Он перегнулся в седле, и, обняв за талию потрясенную и словно бы оглушенную его словами женщину, продолжал прерывисто и хрипло:

— Иль не ведала ты, что я одну тебя люблю!.. А уж настрадался-то как… Я и так тебя возьму!.. Ты моя уже и будешь моею!.. Никто не вырвет тебя из рук моих! Моя ты! Моя! Моя!

— Иисус, Мария! — вскричала Бася.

Он все сильнее душил ее в объятьях… Короткое дыхание рвалось с губ его, глаза заволокло пеленою, наконец он выволок ее из стремян и с седла и усадил прямо перед собою, прижимая грудью к своей груди, и синие его губы, жадно раскрывшись, словно рыбья пасть, искали ее губ.

Она даже не вскрикнула, но с неожиданной силою стала сопротивляться. Меж ними завязалась борьба, слышалось лишь шумное дыхание обоих. Резкость его движений и близость его лица вернули ей присутствие духа. Дар ясновидения снизошел на нее, какой нисходит на утопающих. В один миг она необычайно отчетливо осознала происходящее.

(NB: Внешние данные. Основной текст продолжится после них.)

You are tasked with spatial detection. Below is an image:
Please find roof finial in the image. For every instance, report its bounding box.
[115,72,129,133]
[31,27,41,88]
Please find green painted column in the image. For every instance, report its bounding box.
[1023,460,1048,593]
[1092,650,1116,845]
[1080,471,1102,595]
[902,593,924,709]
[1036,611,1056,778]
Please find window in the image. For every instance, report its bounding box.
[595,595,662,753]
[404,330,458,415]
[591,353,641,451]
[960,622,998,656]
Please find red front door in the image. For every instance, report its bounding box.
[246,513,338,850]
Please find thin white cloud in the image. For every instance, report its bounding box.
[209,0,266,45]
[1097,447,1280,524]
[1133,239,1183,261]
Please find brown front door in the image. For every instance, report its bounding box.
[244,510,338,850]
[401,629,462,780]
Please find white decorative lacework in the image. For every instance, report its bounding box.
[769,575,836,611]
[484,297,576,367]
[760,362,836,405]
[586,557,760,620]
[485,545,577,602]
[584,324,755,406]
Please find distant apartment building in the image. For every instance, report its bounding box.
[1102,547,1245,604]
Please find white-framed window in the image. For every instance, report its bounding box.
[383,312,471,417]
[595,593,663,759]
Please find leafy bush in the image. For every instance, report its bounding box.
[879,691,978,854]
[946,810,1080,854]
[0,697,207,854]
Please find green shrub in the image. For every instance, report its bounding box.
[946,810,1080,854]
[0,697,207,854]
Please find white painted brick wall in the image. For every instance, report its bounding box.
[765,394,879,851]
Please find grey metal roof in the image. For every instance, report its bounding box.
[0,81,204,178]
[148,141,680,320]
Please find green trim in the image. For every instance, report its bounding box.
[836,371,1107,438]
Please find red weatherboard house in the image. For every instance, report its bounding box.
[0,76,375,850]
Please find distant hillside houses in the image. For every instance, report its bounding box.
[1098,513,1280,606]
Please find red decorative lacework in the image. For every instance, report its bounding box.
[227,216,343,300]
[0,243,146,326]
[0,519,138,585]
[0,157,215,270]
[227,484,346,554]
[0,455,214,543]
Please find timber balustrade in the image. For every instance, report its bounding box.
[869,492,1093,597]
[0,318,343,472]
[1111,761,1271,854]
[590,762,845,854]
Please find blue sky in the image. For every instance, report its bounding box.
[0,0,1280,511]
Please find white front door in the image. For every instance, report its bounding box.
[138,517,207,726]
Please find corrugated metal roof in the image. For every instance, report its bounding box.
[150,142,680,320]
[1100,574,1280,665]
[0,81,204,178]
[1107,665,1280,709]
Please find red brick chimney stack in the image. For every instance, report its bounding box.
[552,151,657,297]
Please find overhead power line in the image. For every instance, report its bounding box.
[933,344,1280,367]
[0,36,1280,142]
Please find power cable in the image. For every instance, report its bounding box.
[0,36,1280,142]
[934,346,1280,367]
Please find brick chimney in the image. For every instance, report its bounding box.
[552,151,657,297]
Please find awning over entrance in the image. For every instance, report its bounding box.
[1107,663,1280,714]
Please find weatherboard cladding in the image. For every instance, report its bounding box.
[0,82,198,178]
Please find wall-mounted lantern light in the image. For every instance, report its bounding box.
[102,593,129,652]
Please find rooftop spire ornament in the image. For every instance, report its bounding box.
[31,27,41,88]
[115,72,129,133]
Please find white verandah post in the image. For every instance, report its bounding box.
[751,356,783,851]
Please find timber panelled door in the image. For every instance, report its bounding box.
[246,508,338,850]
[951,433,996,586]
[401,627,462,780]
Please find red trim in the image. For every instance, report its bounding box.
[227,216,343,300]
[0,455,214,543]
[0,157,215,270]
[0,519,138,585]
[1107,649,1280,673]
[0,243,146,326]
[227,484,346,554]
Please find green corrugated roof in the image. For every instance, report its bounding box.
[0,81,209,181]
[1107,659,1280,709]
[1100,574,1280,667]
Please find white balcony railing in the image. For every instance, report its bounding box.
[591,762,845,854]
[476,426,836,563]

Прежде всего, что земля разверзлась у нее под ногами, открыв бездонную пропасть, куда он неудержимо тащил ее; она прозрела и страсть его, и измену, страшную свою судьбу, свою немощь и бессилие, ощутила тревогу, безмерную боль и тоску, но в то же время пламя неистового гнева вспыхнуло в ней, и бешенство, и жажда мести.

Такая душевная сила была у самоотверженого этого ребенка, у любимой жены отважнейшего рыцаря Речи Посполитой, что в страшную ту минуту первой ее мыслью было: «Отомстить!», а после уж: «Спастись!» Разум ее напрягся до предела, и ясность сознания стала почти чудодейственной. Руки ее принялись нашаривать оружие и наконец наткнулись на костяной ствол его пистолета. Но тотчас она смекнула, что если даже пистолет заряжен и она успеет взвести курок, то прежде, нежели сожмет ладонь, приставит дуло к его голове, он неминуемо схватит ее за руку и лишит последней возможности спастись.

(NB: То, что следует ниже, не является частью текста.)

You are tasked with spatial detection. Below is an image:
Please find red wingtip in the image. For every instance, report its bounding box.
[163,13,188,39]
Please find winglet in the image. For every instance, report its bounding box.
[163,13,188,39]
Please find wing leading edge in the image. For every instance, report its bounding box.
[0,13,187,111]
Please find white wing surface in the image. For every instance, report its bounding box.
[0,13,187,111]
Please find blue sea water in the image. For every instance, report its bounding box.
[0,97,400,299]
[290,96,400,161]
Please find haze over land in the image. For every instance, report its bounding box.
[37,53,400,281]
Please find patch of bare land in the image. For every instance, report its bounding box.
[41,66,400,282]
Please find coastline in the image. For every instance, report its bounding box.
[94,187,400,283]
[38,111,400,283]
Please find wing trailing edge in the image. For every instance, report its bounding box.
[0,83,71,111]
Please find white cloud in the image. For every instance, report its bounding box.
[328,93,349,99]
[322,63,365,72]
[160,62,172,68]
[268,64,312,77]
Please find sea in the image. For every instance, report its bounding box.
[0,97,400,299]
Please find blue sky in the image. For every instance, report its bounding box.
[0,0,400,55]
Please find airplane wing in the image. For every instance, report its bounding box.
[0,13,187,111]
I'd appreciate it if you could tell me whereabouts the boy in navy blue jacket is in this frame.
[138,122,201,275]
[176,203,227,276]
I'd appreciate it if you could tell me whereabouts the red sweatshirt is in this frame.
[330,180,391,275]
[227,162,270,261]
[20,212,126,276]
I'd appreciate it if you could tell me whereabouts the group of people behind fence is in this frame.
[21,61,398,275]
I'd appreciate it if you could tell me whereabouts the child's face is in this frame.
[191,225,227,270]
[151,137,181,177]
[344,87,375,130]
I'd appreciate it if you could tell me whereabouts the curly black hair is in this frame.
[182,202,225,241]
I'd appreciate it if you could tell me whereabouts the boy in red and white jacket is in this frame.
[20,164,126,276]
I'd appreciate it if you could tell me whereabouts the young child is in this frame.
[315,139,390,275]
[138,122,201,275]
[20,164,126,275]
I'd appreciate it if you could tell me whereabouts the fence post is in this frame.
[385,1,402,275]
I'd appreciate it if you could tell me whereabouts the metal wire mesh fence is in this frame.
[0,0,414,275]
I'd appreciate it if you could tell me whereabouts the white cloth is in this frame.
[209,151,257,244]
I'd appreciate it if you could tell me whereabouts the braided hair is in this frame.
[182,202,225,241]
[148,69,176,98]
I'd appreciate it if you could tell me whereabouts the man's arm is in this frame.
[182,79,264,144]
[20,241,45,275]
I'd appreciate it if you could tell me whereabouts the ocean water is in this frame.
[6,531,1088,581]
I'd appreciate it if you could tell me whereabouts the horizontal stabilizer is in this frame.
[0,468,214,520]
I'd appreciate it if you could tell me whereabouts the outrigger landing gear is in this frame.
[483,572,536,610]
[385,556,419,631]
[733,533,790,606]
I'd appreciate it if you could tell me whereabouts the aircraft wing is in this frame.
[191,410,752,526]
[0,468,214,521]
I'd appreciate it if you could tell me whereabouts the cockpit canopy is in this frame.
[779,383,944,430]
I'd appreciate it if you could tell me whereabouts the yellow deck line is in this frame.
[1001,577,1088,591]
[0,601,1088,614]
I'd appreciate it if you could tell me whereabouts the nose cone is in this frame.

И потому решила действовать иначе.

Все произошло в мгновенье ока. Он и в самом деле угадал ее намерения и молниеносно выбросил руку вперед, но руки их разминулись, и Бася со всей силой молодости, мужества и отчаяния ударила его костяной рукоятью пистолета меж глаз.

Удар был такой силы, что Азья, даже не вскрикнув, рухнул навзничь, как громом пораженный, увлекая ее за собою.

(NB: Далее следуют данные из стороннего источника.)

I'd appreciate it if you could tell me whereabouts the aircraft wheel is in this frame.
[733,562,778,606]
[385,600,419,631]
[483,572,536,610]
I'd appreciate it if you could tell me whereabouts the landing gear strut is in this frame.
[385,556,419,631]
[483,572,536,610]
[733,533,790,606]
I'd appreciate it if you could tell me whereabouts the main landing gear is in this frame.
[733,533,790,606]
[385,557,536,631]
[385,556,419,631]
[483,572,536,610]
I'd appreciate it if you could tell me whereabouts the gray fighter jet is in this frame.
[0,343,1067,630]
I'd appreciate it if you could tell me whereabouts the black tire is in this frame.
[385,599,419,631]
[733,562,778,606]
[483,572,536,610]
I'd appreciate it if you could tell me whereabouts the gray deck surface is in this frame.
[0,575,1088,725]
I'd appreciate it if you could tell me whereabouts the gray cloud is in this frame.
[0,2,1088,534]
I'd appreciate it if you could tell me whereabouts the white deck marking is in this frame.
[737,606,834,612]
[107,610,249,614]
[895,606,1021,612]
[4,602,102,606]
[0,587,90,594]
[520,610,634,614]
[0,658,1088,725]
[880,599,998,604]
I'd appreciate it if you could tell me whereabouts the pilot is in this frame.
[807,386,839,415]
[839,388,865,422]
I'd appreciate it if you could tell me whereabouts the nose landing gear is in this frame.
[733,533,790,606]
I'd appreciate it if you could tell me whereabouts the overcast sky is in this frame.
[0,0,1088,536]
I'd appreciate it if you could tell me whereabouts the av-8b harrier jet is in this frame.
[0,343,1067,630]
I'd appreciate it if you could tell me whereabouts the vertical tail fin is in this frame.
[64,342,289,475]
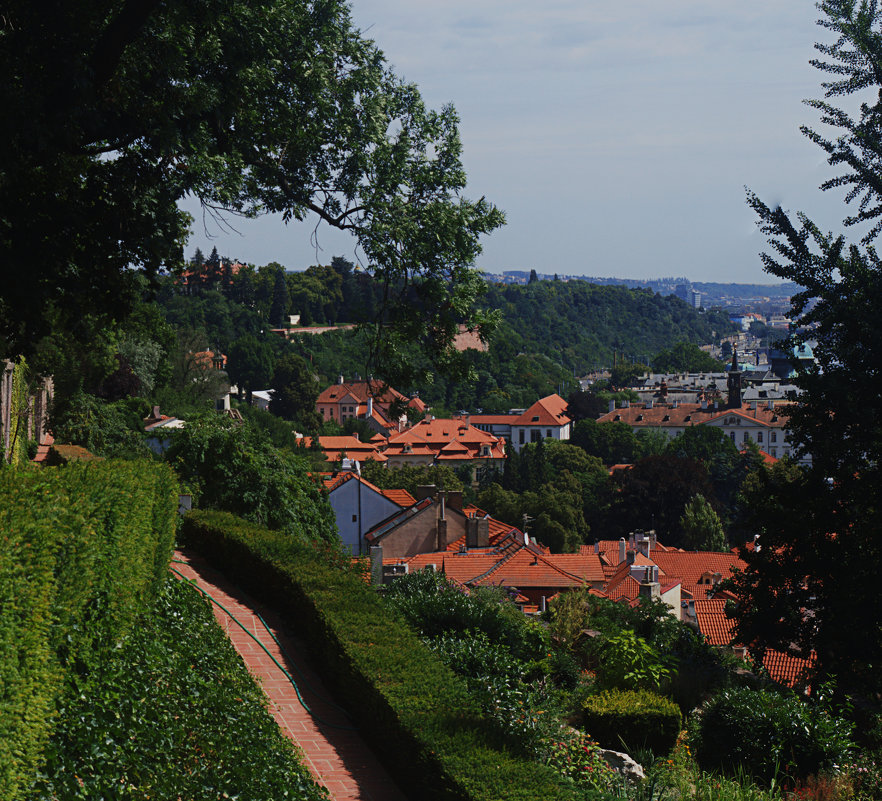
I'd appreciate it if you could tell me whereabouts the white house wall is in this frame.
[329,479,401,556]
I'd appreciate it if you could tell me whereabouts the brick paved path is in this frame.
[172,550,405,801]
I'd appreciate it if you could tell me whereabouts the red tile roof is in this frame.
[597,403,787,428]
[321,470,416,508]
[512,395,572,426]
[695,598,734,645]
[651,550,746,599]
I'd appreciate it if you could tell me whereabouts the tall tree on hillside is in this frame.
[0,0,503,390]
[269,353,321,431]
[227,334,274,404]
[270,270,288,328]
[733,0,882,704]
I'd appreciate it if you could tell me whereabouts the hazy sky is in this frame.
[180,0,844,283]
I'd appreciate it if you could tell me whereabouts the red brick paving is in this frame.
[172,551,405,801]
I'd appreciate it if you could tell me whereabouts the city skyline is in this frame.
[185,0,860,283]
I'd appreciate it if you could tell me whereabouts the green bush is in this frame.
[0,461,177,801]
[584,690,681,754]
[693,688,852,781]
[28,578,327,801]
[385,570,549,662]
[183,511,577,801]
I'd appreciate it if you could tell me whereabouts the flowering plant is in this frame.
[546,730,616,790]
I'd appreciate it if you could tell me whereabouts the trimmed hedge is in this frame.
[0,462,177,801]
[584,690,681,755]
[692,687,854,782]
[182,511,580,801]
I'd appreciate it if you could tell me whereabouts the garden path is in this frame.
[173,549,406,801]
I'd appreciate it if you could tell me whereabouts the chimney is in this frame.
[435,517,447,551]
[640,565,661,600]
[371,545,383,587]
[466,517,490,548]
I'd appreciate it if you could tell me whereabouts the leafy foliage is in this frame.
[0,0,503,390]
[0,462,177,801]
[734,1,882,708]
[165,415,337,542]
[184,512,577,801]
[585,690,680,754]
[695,688,852,782]
[30,578,327,801]
[680,495,729,551]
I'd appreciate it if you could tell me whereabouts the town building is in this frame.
[462,395,573,452]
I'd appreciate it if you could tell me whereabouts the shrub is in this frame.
[584,690,680,754]
[0,461,177,801]
[693,688,852,781]
[183,511,575,801]
[597,629,672,690]
[28,578,327,801]
[386,570,549,662]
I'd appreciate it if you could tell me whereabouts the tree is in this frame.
[269,353,321,424]
[0,0,503,390]
[567,389,606,422]
[165,414,338,542]
[732,0,882,705]
[607,455,714,548]
[680,495,729,551]
[570,419,641,465]
[270,270,288,328]
[227,334,274,404]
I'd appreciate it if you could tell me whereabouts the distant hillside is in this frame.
[484,281,733,374]
[487,270,801,299]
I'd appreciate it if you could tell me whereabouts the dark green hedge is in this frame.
[183,511,579,801]
[0,462,177,801]
[584,690,681,754]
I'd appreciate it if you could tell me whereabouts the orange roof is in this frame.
[763,649,817,687]
[316,379,408,405]
[512,395,572,426]
[470,546,586,589]
[321,470,416,508]
[695,598,734,645]
[300,436,386,462]
[384,418,505,459]
[597,403,787,428]
[651,550,746,599]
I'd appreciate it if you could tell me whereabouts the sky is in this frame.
[185,0,845,283]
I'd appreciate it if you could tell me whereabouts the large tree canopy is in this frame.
[0,0,503,382]
[733,0,882,700]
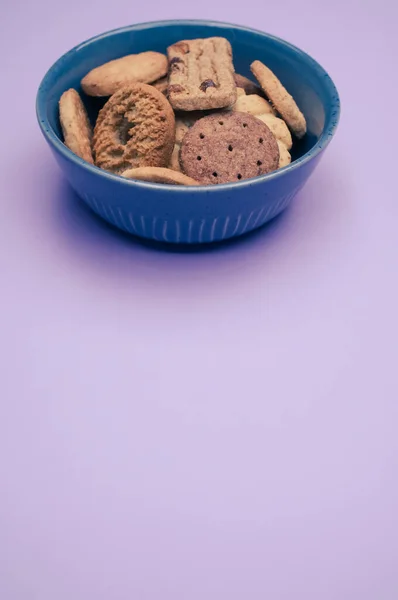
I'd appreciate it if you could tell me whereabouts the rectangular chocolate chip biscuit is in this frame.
[167,37,236,111]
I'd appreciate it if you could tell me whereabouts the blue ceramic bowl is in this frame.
[37,21,340,243]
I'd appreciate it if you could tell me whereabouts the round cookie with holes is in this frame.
[180,112,279,184]
[93,83,175,173]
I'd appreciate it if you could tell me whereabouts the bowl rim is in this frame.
[36,19,341,194]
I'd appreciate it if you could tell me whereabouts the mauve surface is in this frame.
[0,0,398,600]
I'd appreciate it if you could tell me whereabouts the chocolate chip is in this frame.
[170,56,184,69]
[167,84,184,94]
[199,79,217,92]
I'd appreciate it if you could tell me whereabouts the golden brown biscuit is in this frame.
[167,37,236,111]
[120,167,200,185]
[93,83,175,173]
[250,60,307,138]
[276,140,292,169]
[81,52,168,96]
[234,73,264,96]
[232,94,275,115]
[59,88,94,163]
[256,114,293,150]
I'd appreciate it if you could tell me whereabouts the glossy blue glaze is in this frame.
[37,21,340,243]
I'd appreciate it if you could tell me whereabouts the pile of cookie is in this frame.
[59,37,306,185]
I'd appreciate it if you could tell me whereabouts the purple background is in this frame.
[0,0,398,600]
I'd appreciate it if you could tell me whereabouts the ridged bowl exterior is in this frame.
[37,21,339,244]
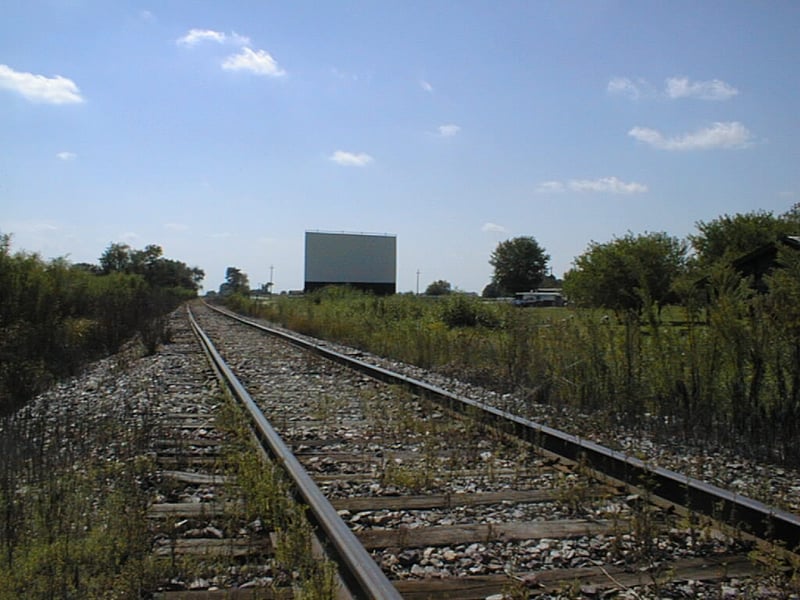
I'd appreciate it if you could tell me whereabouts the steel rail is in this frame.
[187,307,402,600]
[207,305,800,552]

Бася тотчас вскочила и, вспрыгнув на своего скакуна, вихрем понеслась прочь от Днестра в глубь степи. Завеса тумана сомкнулась за нею. Конь, прижав уши, вслепую мчался среди скал, ущелий, обрывов, проломов. В любую минуту мог он рухнуть с кручи, в любую минуту мог разбиться вместе с всадницей о скалистые уступы, но Басе все уже было нипочем; не было для нее опасности страшнее, нежели татары и Азья… И странное дело! Теперь, когда она вырвалась из рук хищника и он, скорее всего бездыханный, лежал средь камней, над всеми ее чувствами возобладала тревога. Прижавшись лицом к конской гриве, мчалась в тумане подобно серне, преследуемой волками, она боялась теперь Азьи несравненно больше, нежели в тот миг, когда была в его объятьях; страх и бессилие завладели ею, она чувствовала себя слабым, заблудшим, одиноким и покинутым ребенком, предоставленным воле божьей. Какие-то рыдающие голоса возникли в ее сердце и стали взывать, стеная и тоскуя: «Михал, спаси! Михал, спаси!»